Louise Labé, femme moderne, poétesse passionnée.
Marcher à reculons dans l’histoire jusqu’à rencontrer une poétesse redécouverte au 19ème siècle et qui depuis ne cesse de susciter intérêt et admiration pour une écriture d’une liberté et d’une modernité qui n’avait pas d’équivalent chez une femme jusqu’à ce qu’elle, la belle Cordière, prenne la plume et publie grâce à un privilège royal en…1555!…
En guise d’exemple, voici un extrait de la ‘Préface dédicatoire’ de l’œuvre de Louise Labé adressée à ‘Mademoiselle Clémence de Bourges Lionnaise’. Vous trouverez le texte complet dans sa version en français moderne ici. On comprend d’emblée pourquoi la belle Louise est considérée comme la première auteure d’un discours féministe !

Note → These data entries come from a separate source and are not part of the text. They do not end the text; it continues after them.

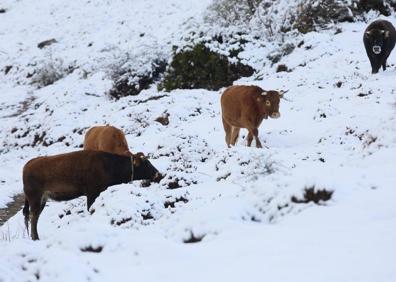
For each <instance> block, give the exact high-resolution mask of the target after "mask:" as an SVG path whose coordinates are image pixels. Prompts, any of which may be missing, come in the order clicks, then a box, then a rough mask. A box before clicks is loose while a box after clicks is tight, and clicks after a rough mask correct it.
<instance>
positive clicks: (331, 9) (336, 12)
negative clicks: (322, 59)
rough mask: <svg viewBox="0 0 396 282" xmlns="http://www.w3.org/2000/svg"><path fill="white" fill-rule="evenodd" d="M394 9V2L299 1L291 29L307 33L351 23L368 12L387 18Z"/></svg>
mask: <svg viewBox="0 0 396 282" xmlns="http://www.w3.org/2000/svg"><path fill="white" fill-rule="evenodd" d="M395 7H396V1H394V0H320V1H318V0H308V1H301V2H300V3H299V5H298V7H297V17H296V20H295V22H294V24H293V27H294V28H296V29H297V30H298V31H299V32H301V33H307V32H310V31H313V30H315V29H316V28H317V27H319V28H323V27H325V26H326V25H328V24H331V23H338V22H346V21H347V22H353V21H355V20H356V19H357V18H358V17H360V16H361V15H363V14H364V13H366V12H368V11H370V10H374V11H377V12H378V13H379V14H382V15H385V16H389V15H390V14H391V13H392V10H394V8H395Z"/></svg>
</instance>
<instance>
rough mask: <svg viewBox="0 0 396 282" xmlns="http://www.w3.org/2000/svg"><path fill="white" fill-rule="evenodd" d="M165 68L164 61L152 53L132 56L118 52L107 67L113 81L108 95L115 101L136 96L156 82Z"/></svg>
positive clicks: (140, 53)
mask: <svg viewBox="0 0 396 282" xmlns="http://www.w3.org/2000/svg"><path fill="white" fill-rule="evenodd" d="M165 68H166V61H165V60H164V59H163V58H162V55H161V54H158V53H156V52H154V51H153V52H150V50H149V51H147V52H146V53H143V54H142V53H140V52H139V53H135V54H133V53H129V52H125V53H122V52H121V50H120V54H118V58H116V59H115V60H114V62H113V63H112V64H111V65H109V66H108V74H109V76H110V78H111V79H112V80H113V87H112V89H111V90H110V91H109V95H110V96H111V97H113V98H115V99H119V98H121V97H126V96H130V95H138V94H139V93H140V92H141V91H142V90H144V89H148V88H149V87H150V85H151V84H153V83H154V82H155V81H157V80H158V79H159V77H160V76H161V74H162V73H163V72H164V71H165Z"/></svg>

Étant le temps venu, Mademoiselle, que les sévères lois des hommes n’empêchent plus les femmes de s’appliquer aux sciences et disciplines, il me semble que celles qui [en] ont la commodité, doivent employer cette honnête liberté, que notre sexe a autrefois tant désirée, à icelles apprendre, et montrer aux hommes le tort qu’ils nous faisaient en nous privant du bien et de l’honneur qui nous en pouvaient venir : et si quelqu’une parvient en tel degré, que de pouvoir mettre ses conceptions par écrit, le faire soigneusement et non dédaigner la gloire, et s’en parer plutôt que de chaînes, anneaux, et somptueux habits, lesquels ne pouvons vraiment estimer nôtres, que par usage…..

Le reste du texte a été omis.